De nouvelles arrestations d’hommes homosexuels à Lucknow en Inde - où une affaire similaire s’était produite en 2001, soulevant des protestations internationales - montrent que les lois anti-sodomie datant de l’époque coloniale continuent à menacer les droits humains et à encourager la propagation du virus HIV, a déclaré aujourd’hui Human Rights Watch dans une lettre au Premier Ministre, le Docteur Manmohan Singh.Le 4 Janvier, la police de Lucknow a arrêté quatre hommes, les accusant d’organiser un « racket gay » sur internet et de pratiquer des actes sexuels « contre-nature ». La police affirme avoir appréhendé ces hommes alors qu’ils faisaient un pique-nique dans un lieu public, et les accuse d’appartenir à un « club gay international » centré autour du site internet guys4men.com sur lequel des hommes homosexuels peuvent déposer des annonces et discuter en ligne.
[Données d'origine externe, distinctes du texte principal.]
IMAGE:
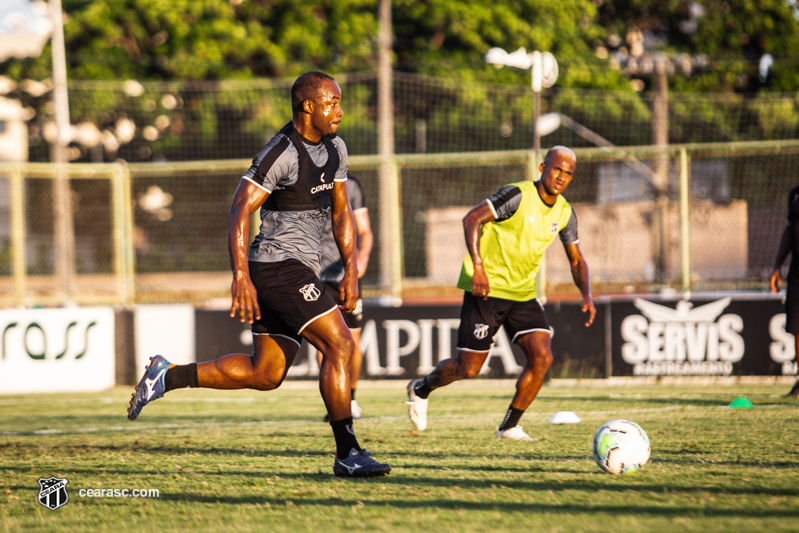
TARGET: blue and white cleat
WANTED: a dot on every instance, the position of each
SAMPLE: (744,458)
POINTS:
(150,387)
(360,465)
Des rapports reçus par Human Rights Watch indiquent qu’un agent secret s’est fait passer pour un homosexuel sur le site internet, y a piégé un homme, puis l’a forcé à en appeler d’autres pour convenir d’un rendez-vous où ils ont tous été arrêtés.
« La Police de Lucknow a une honteuse tradition de harcèlement vis-à-vis des homosexuels ainsi que des organisations non gouvernementales qui travaillent avec eux », a déclaré Scott Long, directeur de du programme pour les droits des personnes LGBT de Human Rights Watch. « Ils ne peuvent se comporter ainsi que parce que le gouvernement indien se cramponne à la criminalisation du comportement homosexuel qui ne fait que dissuader les gens de faire le test VIH/SIDA, et les empêche d’avoir accès à l’information et aux services.
En Juin 2001, la police de Lucknow, vraisemblablement renseignée par un informateur, a fait des descentes dans les locaux de deux ONG travaillant à la prévention du VIH/SIDA, la Naz Foundation International (NFI) et la Bharosa Trust. Quatre membres du personnel ont été emprisonnés pendant 47 jours dans des conditions déplorables, accusés de se livrer à un « racket sexuel » homosexuel. La police a déclaré « obscène » le matériel d’information sur le VIH/SIDA saisi dans les locaux. Ils ont inculpé les hommes au titre de la loi anti-sodomie, pour conspiration criminelle, pour complicité de crime, et pour vente de matériel obscène. Après les condamnations internationales de la détention des « quatre de Lucknow » les charges ont finalement été abandonnées.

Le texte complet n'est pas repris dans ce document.